A fine collection of third tier famous Georgians, an honor roll of semi-noteworthies, our literary historical Biff Pocorobas. And I got to walk up the hill from Park Hall when my Shakespeare seminar was over and work on their collections. For some reason I had no idea how unusual that opportunity was. Even when I got bored with my own work the treasures that were around me reeked of significance. One day I disappeared into the stacks and spent a couple of hours with a box of transcripts of WPA slave interviews from the 1930s. One of the professionals was cataloging the papers of Calder Willingham, a novelist and screenwriter who had a hand the scripts for The Graduate, Little Big Man, and Paths of Glory. Then there was the time I came in to work and found a worn-looking bound volume sitting in my customary workspace. “What the hell is this doing here?” I asked, pretending to be annoyed. “Oh,” my ever-bland supervisor said, not even looking up, “That’s an original typescript of A Streetcar Named Desire.” I opened it up. It was. With The Poker Night, it’s original title, in big letters on the title page. The text was full of handwritten revisions. I couldn’t believe I was holding it in my hands.

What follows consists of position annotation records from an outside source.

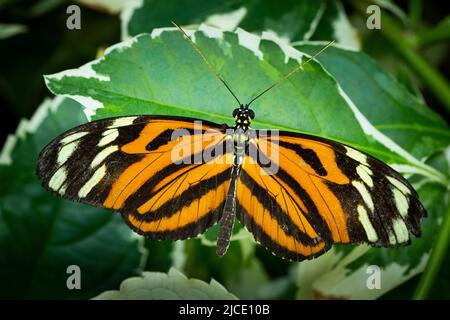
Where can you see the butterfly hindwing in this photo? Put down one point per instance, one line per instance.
(322, 192)
(161, 184)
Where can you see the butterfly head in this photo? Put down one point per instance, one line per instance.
(243, 116)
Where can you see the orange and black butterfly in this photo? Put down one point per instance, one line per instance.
(297, 194)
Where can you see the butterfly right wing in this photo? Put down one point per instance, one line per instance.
(163, 187)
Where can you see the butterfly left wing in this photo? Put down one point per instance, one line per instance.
(319, 192)
(150, 168)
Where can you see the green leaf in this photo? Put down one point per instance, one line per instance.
(171, 286)
(291, 19)
(391, 108)
(42, 235)
(8, 30)
(162, 74)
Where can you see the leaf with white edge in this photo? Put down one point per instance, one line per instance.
(162, 74)
(171, 286)
(42, 235)
(391, 108)
(292, 20)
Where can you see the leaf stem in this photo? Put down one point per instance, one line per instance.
(415, 12)
(438, 253)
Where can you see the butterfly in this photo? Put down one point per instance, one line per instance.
(174, 177)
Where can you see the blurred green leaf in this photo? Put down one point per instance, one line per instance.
(391, 108)
(9, 30)
(335, 25)
(291, 19)
(171, 286)
(41, 235)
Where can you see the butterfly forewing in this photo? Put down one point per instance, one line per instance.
(323, 192)
(151, 169)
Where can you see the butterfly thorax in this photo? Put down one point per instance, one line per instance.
(243, 116)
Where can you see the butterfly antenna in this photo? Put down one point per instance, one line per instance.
(206, 61)
(292, 72)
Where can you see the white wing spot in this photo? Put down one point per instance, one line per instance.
(365, 194)
(102, 155)
(400, 230)
(356, 155)
(108, 137)
(66, 151)
(73, 137)
(92, 182)
(57, 179)
(122, 122)
(363, 217)
(365, 174)
(399, 185)
(401, 202)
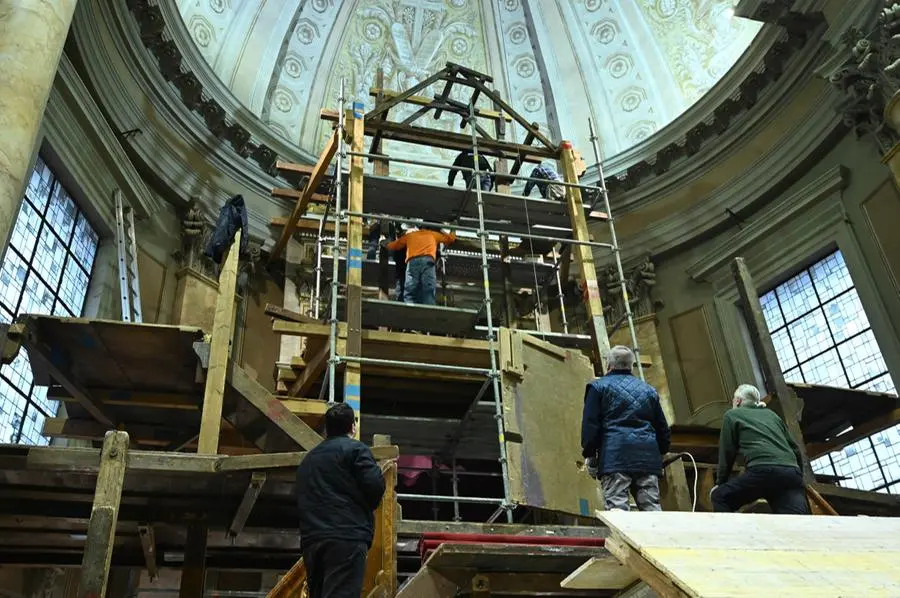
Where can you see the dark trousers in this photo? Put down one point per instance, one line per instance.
(335, 568)
(782, 487)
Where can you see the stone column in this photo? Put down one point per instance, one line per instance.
(32, 34)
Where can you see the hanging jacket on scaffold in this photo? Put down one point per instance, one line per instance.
(232, 216)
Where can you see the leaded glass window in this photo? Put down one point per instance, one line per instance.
(46, 270)
(822, 336)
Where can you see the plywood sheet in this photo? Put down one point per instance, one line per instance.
(423, 318)
(727, 554)
(543, 397)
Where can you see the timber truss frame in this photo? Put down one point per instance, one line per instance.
(535, 147)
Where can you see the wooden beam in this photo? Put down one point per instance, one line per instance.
(282, 313)
(297, 194)
(353, 309)
(304, 224)
(292, 583)
(148, 545)
(631, 558)
(311, 374)
(104, 516)
(251, 494)
(219, 353)
(193, 572)
(585, 258)
(450, 140)
(318, 173)
(269, 406)
(787, 405)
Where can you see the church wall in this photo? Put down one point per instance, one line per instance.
(845, 201)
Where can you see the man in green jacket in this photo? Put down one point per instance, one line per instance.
(774, 465)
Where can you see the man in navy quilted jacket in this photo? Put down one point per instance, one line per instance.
(624, 435)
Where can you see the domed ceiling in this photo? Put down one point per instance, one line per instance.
(632, 65)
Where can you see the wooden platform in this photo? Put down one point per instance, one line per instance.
(397, 315)
(440, 203)
(508, 570)
(46, 495)
(459, 268)
(725, 554)
(149, 379)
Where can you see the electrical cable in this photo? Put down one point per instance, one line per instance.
(678, 456)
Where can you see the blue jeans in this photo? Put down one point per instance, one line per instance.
(421, 281)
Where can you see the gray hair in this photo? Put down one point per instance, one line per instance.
(747, 394)
(620, 357)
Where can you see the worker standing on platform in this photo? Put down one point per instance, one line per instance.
(421, 252)
(774, 464)
(339, 486)
(624, 434)
(466, 159)
(547, 173)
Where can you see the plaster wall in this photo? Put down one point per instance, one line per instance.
(842, 202)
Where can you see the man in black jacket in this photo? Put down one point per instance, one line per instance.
(339, 486)
(624, 434)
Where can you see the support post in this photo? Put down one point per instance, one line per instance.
(787, 405)
(584, 256)
(352, 370)
(104, 516)
(219, 353)
(148, 544)
(193, 572)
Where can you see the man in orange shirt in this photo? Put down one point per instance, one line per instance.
(421, 251)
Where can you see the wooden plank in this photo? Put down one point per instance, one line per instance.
(632, 559)
(352, 370)
(283, 313)
(148, 545)
(318, 173)
(428, 582)
(781, 555)
(312, 373)
(254, 488)
(40, 359)
(296, 194)
(193, 572)
(450, 140)
(104, 516)
(787, 405)
(304, 224)
(602, 572)
(219, 353)
(584, 257)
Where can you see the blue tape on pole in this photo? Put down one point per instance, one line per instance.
(354, 258)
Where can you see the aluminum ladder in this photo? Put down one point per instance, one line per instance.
(129, 285)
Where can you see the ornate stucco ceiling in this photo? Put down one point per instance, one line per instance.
(632, 65)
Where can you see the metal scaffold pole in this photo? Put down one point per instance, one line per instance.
(595, 142)
(492, 346)
(336, 248)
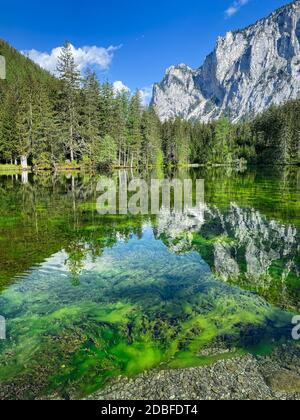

That was as big time as it ever got for me there. I never did get to see Jeff Davis’ hair.

p.s. Some weeks after writing this I was in the science fiction section of a Grand Rapids used bookstore. I am often in Grand Rapids and in used bookstores, but rarely in science fiction sections. I was looking for something by the genius of paranoid sci-fi, Philip K. Dick. His “oracular” work was the subject of a laudatory cover story in the New Republic some years ago, and he seems to have influenced a couple of Steely Dan songs. Those are favorable nods from authorities I trust, enough to make me set aside my disdain for the genre. Also, I liked the film of Minority Report. But Philip K. Dick books cannot be had used. Oh, sure, you can find all 21 books in the Mutant Vixens of Planet X series, but if you want Dick’s We Can Remember if For You Wholesale, you had better be prepared to pay for a fresh copy. Anyway, in my latest fruitless search for used PKD fiction, I saw a name in the D’s that looked familiar: Tom Deitz. And I remembered: When I was working up in the Hargrett library I often heard of a member of the library staff, a Tom Deitz, who was striving to make it big in the world of fantasy literature. Was it the same guy? Oh yes. He did make it big, big enough to have six or seven of his books in paperback available in a Grand Rapids used bookstore.